Povo e nação volviam os olhos para a Tijuca à espera de que saísse o augusto enfermo, com o seu préstito de áulicos e turiferários, humilde agora mais do que nunca, dentro de um cupê imperial, abatido e tristonho na grande dor que o pungia... Quantas pessoas ainda não o tinham visto e queriam vê-lo agora no embarque! As ruas haviam de se encher, as ruas e as praças quando os clarins dessem sinal da aproximação d'Ele. Oh, havia de ser um espetáculo comovedor, uma tristeza enorme, um pranto geral nos palácios e nas choupanas, onde quer que brilhasse a fama do seu queridíssimo nome. Os republicanos mesmo não se conservariam insensíveis.
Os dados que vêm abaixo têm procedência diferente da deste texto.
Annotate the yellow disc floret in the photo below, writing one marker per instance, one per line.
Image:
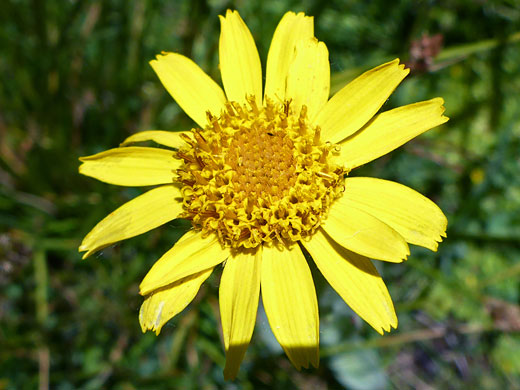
(256, 175)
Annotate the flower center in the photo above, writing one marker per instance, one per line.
(256, 175)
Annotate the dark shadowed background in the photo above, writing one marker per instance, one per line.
(75, 80)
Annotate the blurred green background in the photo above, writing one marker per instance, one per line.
(75, 80)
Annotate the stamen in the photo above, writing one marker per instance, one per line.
(258, 174)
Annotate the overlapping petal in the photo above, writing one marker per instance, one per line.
(308, 81)
(290, 303)
(356, 103)
(146, 212)
(163, 304)
(412, 215)
(292, 28)
(363, 233)
(191, 254)
(131, 166)
(172, 139)
(356, 280)
(239, 60)
(389, 130)
(239, 293)
(194, 91)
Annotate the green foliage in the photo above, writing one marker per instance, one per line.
(76, 80)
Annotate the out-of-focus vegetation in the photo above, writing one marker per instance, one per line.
(75, 80)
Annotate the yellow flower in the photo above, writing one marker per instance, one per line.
(263, 178)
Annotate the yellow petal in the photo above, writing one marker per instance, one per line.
(191, 254)
(239, 60)
(353, 106)
(238, 297)
(290, 303)
(131, 166)
(355, 279)
(193, 90)
(389, 130)
(163, 304)
(171, 139)
(141, 214)
(362, 233)
(308, 82)
(291, 28)
(412, 215)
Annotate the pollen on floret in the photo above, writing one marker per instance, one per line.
(258, 174)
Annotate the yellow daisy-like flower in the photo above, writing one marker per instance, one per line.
(262, 178)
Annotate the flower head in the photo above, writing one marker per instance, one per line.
(264, 176)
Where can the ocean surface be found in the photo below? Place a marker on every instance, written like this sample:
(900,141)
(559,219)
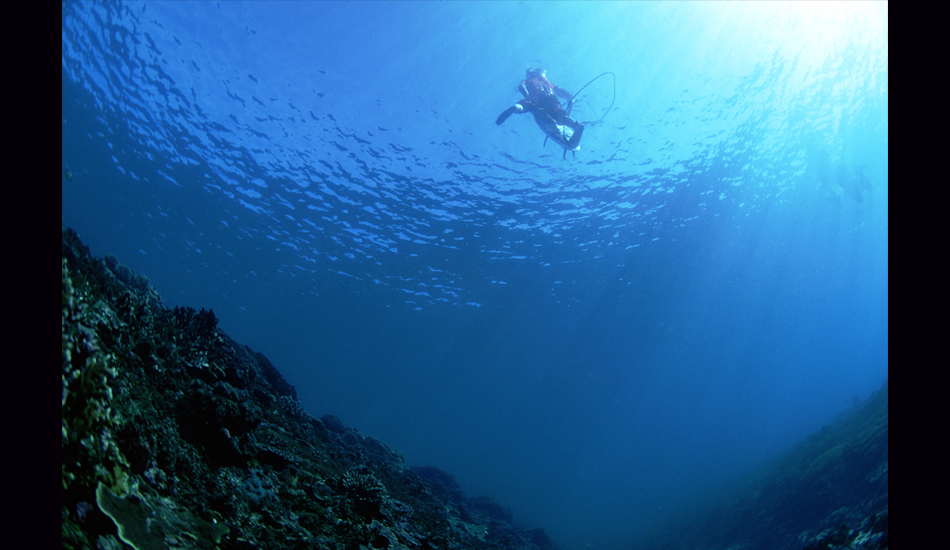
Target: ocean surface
(591,341)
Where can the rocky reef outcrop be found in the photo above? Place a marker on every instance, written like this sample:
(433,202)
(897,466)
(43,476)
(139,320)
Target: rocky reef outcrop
(829,492)
(176,436)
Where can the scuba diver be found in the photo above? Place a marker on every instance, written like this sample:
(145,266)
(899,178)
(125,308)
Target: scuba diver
(541,100)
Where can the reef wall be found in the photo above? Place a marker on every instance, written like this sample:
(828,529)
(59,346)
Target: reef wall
(176,436)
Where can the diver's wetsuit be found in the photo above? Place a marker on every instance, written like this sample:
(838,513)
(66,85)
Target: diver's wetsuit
(541,99)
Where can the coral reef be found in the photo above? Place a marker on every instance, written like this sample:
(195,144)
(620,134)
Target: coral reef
(176,436)
(830,492)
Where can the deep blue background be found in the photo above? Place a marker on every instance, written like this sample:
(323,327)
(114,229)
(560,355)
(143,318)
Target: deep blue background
(590,341)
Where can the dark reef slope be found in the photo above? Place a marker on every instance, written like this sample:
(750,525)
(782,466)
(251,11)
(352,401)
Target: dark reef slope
(829,492)
(176,436)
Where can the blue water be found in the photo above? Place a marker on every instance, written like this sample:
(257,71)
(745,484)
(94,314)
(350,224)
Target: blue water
(591,341)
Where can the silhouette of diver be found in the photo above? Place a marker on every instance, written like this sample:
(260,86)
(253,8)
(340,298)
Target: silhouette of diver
(541,100)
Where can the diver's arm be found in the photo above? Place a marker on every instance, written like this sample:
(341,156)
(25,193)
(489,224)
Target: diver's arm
(523,88)
(561,92)
(516,108)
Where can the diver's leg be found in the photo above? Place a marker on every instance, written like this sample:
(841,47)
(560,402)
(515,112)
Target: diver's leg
(578,132)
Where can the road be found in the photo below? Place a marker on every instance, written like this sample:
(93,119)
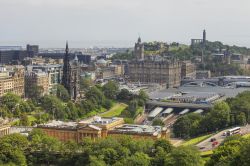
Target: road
(206,145)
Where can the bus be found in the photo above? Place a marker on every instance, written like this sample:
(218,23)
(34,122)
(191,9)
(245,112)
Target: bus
(233,131)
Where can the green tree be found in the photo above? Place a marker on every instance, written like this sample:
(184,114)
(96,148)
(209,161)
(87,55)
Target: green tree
(184,156)
(34,92)
(24,107)
(111,89)
(158,122)
(96,96)
(62,93)
(10,100)
(225,154)
(24,120)
(53,106)
(241,119)
(124,95)
(138,159)
(12,149)
(85,83)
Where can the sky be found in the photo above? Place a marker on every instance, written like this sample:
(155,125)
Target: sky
(86,23)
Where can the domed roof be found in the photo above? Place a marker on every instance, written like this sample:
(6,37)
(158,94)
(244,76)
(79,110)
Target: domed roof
(101,61)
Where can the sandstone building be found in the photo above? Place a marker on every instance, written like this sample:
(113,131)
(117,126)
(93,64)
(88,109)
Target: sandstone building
(12,80)
(100,128)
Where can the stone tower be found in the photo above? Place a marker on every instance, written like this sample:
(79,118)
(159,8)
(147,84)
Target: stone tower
(71,74)
(204,37)
(139,49)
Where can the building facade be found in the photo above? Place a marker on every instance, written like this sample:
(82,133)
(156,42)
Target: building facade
(54,73)
(100,128)
(155,71)
(12,80)
(188,70)
(139,49)
(36,78)
(71,74)
(4,129)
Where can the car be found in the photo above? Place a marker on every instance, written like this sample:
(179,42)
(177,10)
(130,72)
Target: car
(202,147)
(212,139)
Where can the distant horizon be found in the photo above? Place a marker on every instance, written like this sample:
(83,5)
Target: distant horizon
(50,23)
(90,44)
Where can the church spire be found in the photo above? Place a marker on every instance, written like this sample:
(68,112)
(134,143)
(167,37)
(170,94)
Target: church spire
(67,47)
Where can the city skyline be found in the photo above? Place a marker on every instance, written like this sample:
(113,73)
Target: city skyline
(118,23)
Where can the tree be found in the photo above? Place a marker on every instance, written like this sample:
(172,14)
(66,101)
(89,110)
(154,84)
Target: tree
(34,92)
(62,93)
(95,95)
(24,120)
(184,156)
(138,159)
(12,149)
(10,100)
(226,154)
(182,126)
(111,89)
(124,95)
(53,106)
(132,107)
(85,83)
(24,107)
(219,116)
(158,122)
(241,119)
(164,144)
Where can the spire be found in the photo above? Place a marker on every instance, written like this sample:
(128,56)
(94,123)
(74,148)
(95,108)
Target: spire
(139,39)
(67,47)
(76,58)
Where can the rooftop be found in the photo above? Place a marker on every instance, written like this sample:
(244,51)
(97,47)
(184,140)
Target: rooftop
(136,129)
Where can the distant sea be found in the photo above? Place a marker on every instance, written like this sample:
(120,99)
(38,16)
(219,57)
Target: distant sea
(72,44)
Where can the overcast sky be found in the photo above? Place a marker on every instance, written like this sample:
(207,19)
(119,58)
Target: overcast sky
(119,22)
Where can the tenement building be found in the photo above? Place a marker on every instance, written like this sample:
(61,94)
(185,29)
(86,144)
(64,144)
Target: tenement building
(98,127)
(71,74)
(12,80)
(36,78)
(155,69)
(188,70)
(4,129)
(54,73)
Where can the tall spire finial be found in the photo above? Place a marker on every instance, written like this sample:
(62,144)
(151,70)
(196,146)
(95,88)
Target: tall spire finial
(67,46)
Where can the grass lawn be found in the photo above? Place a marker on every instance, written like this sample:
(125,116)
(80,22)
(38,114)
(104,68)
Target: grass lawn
(196,140)
(116,110)
(246,136)
(207,153)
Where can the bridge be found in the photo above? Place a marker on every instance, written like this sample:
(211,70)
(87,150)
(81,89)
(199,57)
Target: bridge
(176,106)
(220,81)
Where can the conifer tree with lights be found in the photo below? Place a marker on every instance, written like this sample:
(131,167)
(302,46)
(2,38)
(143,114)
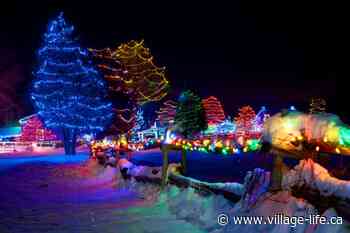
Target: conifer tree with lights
(68,92)
(245,120)
(213,110)
(166,114)
(139,121)
(190,115)
(130,69)
(317,105)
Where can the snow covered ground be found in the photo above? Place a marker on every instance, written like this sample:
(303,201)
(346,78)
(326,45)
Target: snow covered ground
(58,193)
(209,167)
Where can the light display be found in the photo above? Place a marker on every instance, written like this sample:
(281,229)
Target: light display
(317,105)
(68,92)
(190,115)
(166,114)
(323,132)
(33,130)
(259,120)
(226,127)
(139,121)
(124,121)
(245,120)
(213,110)
(223,146)
(130,69)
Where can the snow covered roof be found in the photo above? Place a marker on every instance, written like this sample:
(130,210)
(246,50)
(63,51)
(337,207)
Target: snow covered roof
(10,132)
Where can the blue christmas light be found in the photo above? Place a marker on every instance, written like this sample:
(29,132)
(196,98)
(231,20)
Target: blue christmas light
(68,92)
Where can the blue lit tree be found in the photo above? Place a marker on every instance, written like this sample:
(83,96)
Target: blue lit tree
(68,92)
(139,122)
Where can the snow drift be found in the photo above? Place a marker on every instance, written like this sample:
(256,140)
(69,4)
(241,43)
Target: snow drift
(313,175)
(323,128)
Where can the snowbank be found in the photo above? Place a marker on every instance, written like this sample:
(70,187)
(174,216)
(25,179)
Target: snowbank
(313,175)
(283,128)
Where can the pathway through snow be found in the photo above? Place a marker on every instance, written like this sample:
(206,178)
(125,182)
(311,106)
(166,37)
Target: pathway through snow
(56,194)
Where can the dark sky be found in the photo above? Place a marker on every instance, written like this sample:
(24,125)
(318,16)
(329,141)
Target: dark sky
(273,53)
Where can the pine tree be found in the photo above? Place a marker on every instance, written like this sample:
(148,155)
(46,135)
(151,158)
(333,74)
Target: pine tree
(245,120)
(190,115)
(130,69)
(213,110)
(32,129)
(166,114)
(139,121)
(317,105)
(67,91)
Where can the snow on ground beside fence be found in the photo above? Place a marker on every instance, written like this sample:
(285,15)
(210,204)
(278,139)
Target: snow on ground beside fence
(313,175)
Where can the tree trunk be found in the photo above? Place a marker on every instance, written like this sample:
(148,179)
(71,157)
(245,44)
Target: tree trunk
(69,141)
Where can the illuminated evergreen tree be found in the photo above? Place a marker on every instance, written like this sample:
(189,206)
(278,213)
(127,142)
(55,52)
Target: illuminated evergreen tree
(317,105)
(166,114)
(190,115)
(213,110)
(245,120)
(139,121)
(32,129)
(68,92)
(130,69)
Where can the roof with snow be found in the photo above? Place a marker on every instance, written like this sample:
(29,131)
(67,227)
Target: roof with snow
(10,132)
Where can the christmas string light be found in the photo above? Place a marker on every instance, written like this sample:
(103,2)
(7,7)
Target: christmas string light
(68,92)
(131,70)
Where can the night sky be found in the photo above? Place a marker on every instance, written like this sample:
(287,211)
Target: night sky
(247,52)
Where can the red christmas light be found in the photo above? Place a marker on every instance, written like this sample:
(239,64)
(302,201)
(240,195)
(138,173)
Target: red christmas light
(245,119)
(33,129)
(213,110)
(166,114)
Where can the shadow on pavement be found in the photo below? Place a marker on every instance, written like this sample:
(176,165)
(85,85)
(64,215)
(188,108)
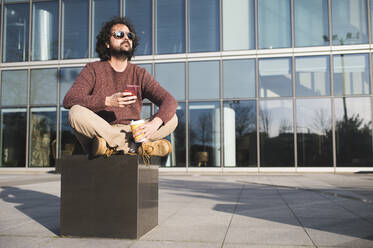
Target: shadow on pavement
(338,211)
(42,207)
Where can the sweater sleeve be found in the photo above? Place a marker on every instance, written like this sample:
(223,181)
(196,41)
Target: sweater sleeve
(159,96)
(80,92)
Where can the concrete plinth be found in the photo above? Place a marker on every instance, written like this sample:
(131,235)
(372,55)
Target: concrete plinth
(114,197)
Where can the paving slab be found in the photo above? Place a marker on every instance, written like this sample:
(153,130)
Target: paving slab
(199,210)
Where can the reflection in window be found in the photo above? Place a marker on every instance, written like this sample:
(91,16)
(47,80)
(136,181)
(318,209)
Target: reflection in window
(311,23)
(312,76)
(14,87)
(16,30)
(349,22)
(178,141)
(353,131)
(275,77)
(204,26)
(172,77)
(239,78)
(238,15)
(170,26)
(204,134)
(351,74)
(69,143)
(74,42)
(13,137)
(67,78)
(276,133)
(204,80)
(240,133)
(43,86)
(102,11)
(142,21)
(43,137)
(274,23)
(45,30)
(314,132)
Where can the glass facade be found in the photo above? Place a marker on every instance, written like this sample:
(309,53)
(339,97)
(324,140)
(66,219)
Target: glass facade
(259,83)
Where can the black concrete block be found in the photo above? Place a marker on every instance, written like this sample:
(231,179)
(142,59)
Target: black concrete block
(114,197)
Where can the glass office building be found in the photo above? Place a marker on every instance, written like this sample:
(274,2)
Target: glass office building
(260,83)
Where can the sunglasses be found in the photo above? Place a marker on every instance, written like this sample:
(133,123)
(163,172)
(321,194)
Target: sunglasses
(120,35)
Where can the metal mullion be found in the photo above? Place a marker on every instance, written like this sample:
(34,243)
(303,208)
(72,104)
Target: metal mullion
(256,23)
(257,112)
(30,33)
(294,114)
(58,112)
(368,19)
(292,24)
(186,27)
(59,29)
(1,30)
(221,113)
(187,114)
(331,64)
(330,23)
(28,118)
(90,38)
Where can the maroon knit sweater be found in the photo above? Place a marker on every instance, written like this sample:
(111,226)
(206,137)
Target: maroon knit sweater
(98,80)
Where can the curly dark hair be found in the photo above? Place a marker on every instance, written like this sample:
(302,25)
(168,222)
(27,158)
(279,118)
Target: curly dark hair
(104,37)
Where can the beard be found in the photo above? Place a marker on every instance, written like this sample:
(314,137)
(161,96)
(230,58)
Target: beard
(121,53)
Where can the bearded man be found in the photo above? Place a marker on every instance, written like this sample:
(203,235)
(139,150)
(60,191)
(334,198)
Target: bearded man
(107,95)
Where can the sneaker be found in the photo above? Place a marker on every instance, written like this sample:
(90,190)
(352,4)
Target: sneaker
(99,147)
(159,148)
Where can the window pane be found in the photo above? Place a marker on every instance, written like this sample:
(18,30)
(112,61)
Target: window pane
(172,77)
(311,23)
(178,141)
(170,26)
(314,132)
(204,80)
(68,76)
(238,15)
(16,29)
(103,11)
(351,74)
(274,23)
(204,134)
(349,19)
(14,87)
(69,143)
(239,78)
(44,86)
(45,31)
(276,133)
(240,134)
(312,76)
(353,132)
(204,26)
(275,77)
(13,137)
(74,29)
(43,137)
(143,23)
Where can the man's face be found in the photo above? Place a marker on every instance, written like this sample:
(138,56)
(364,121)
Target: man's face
(120,47)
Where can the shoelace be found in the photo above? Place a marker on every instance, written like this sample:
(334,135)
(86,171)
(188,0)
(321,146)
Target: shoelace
(146,153)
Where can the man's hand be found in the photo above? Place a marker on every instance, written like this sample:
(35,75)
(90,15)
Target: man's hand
(120,99)
(149,128)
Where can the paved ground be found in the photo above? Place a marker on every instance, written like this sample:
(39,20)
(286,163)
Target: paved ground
(298,210)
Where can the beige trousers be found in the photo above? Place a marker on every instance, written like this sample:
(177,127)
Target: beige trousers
(87,124)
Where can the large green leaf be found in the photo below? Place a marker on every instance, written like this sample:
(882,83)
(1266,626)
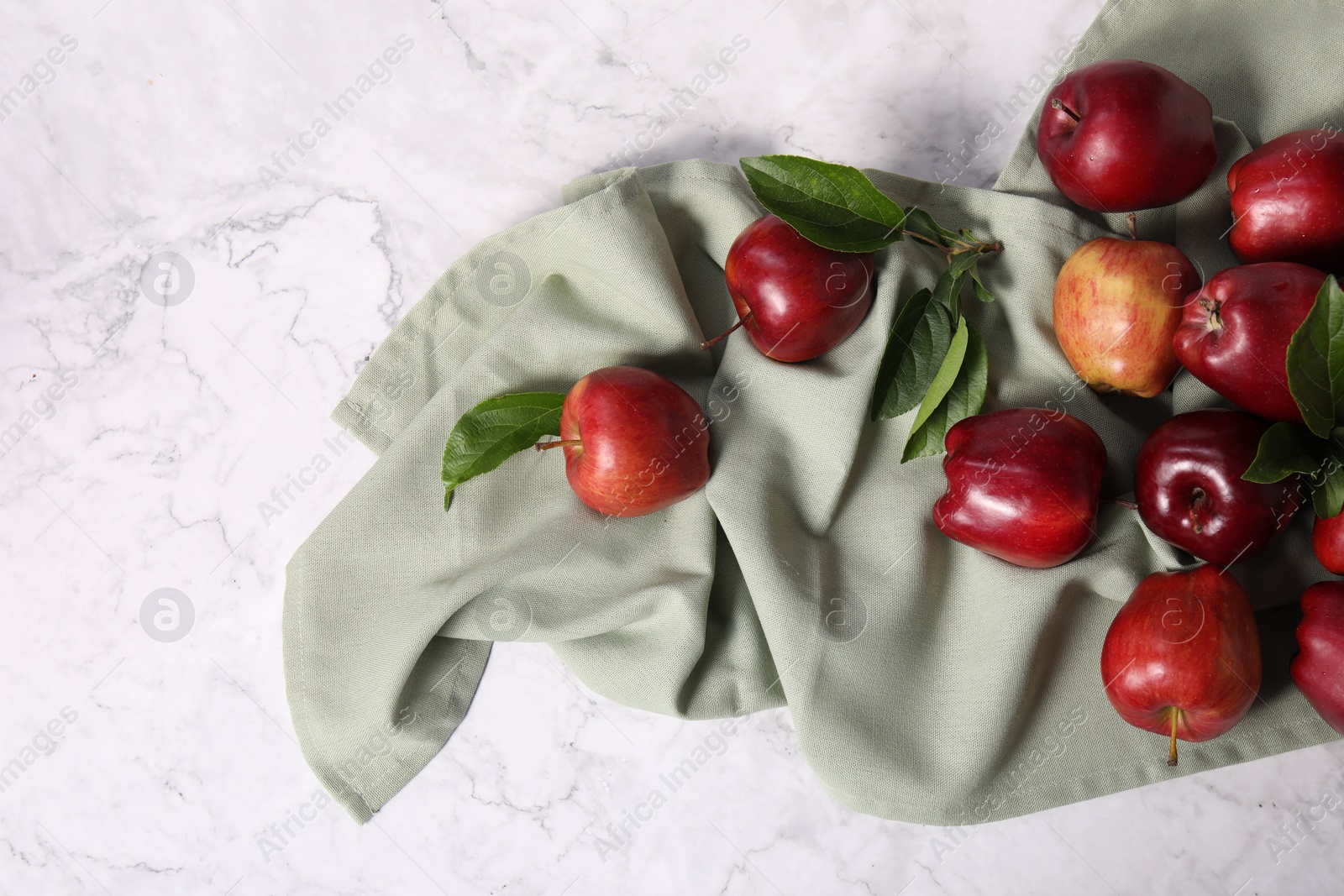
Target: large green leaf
(1280,456)
(1316,362)
(964,399)
(918,342)
(833,206)
(496,429)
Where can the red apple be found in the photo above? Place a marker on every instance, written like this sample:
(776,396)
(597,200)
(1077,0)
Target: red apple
(1328,543)
(1023,485)
(795,298)
(635,443)
(1117,305)
(1189,488)
(1236,332)
(1288,201)
(1124,134)
(1319,669)
(1182,658)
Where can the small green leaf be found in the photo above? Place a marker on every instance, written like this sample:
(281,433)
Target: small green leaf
(496,429)
(981,293)
(949,288)
(1328,492)
(898,342)
(1280,456)
(833,206)
(1316,362)
(965,261)
(964,399)
(921,222)
(947,375)
(917,345)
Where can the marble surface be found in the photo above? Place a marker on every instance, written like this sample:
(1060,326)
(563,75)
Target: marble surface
(151,418)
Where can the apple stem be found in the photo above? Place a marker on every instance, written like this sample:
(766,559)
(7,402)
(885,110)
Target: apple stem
(1058,103)
(722,336)
(1196,504)
(1171,754)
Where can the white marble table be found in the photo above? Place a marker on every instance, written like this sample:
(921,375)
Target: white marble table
(159,448)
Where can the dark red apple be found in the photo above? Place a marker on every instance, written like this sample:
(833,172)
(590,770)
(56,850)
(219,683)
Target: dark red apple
(1328,543)
(795,298)
(1288,201)
(1182,658)
(1234,333)
(1319,669)
(635,443)
(1023,485)
(1189,488)
(1124,134)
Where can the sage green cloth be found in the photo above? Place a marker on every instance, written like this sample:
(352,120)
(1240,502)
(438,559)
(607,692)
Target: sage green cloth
(927,681)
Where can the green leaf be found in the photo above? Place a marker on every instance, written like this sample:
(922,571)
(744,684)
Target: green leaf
(921,222)
(833,206)
(947,375)
(964,399)
(1280,456)
(1328,495)
(981,293)
(964,261)
(898,342)
(916,348)
(1316,362)
(496,429)
(949,288)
— Porque — dizia, numa roda, o secretário — vocês podem negar tudo, menos que o imperador seja querido pelos brasileiros.

A roda compunha-se dele Furtado, de Evaristo, de Valdevino Manhães, do deputado Ismael Pessegueiro, de Alagoas, e do Freitas Camargo, outro poeta, companheiro do Manhães na Revista Literária.

O tema era a viagem do imperador daí a alguns dias. Estava-se em fins de maio. Aboletados ao redor de uma mesinha no Castelões, cada um expunha o seu juízo acerca do monarca e da imperial viagem à Europa. O secretário do Banco apelava para a consciência de todos: - era ou não estimado no Brasil o imperador?

Valdevino Manháes, cavalgando o pincenê afetadamente, e cruzando as pernas com um ar doutoral, lembrou as suas tradições republicanas e disse que, apesar de nunca ter merecido favor nenhum do Império, não ousava negar a estima do povo ao rei; mas isso não queria significar adesão eterna do povo às instituições monárquicas: era um sentimento pessoal, uma generosidade afetiva, um respeito mesmo às barbas brancas do velho...

— Engana-se, amigo — interrompeu o representante de Alagoas calmo, sem se mover na cadeira, fitando os olhos no Dr. Condicional. — Pedro II enraizou a monarquia no Brasil, e, ainda que tivéssemos o desgosto de lamentar a sua morte hoje ou amanhã, o Brasil havia de ser sempre Império do Brasil, nunca uma república. Desejar o sistema republicano para o nosso país é querer a ruína de uma das maiores nações do mundo. Veja o senhor a Inglaterra.

— Exatamente - apoiou Furtado.

— A Inglaterra é uma nação decadente! - berrou o Manhães. — Não há termo de comparação entre a Inglaterra e o Brasil. O Brasil um país novo, ainda nas faixas infantis...

— Por isso mesmo, por isso mesmo! — argumentou o deputado. — Os países novos precisam de um freio, como o indivíduo na infância.

Qual freio, Sr. Doutor! De freio precisam os burros, e nós somos um povo inteligente, um povo que não precisa de freios nem de monarcas. A república há de se fazer, creia!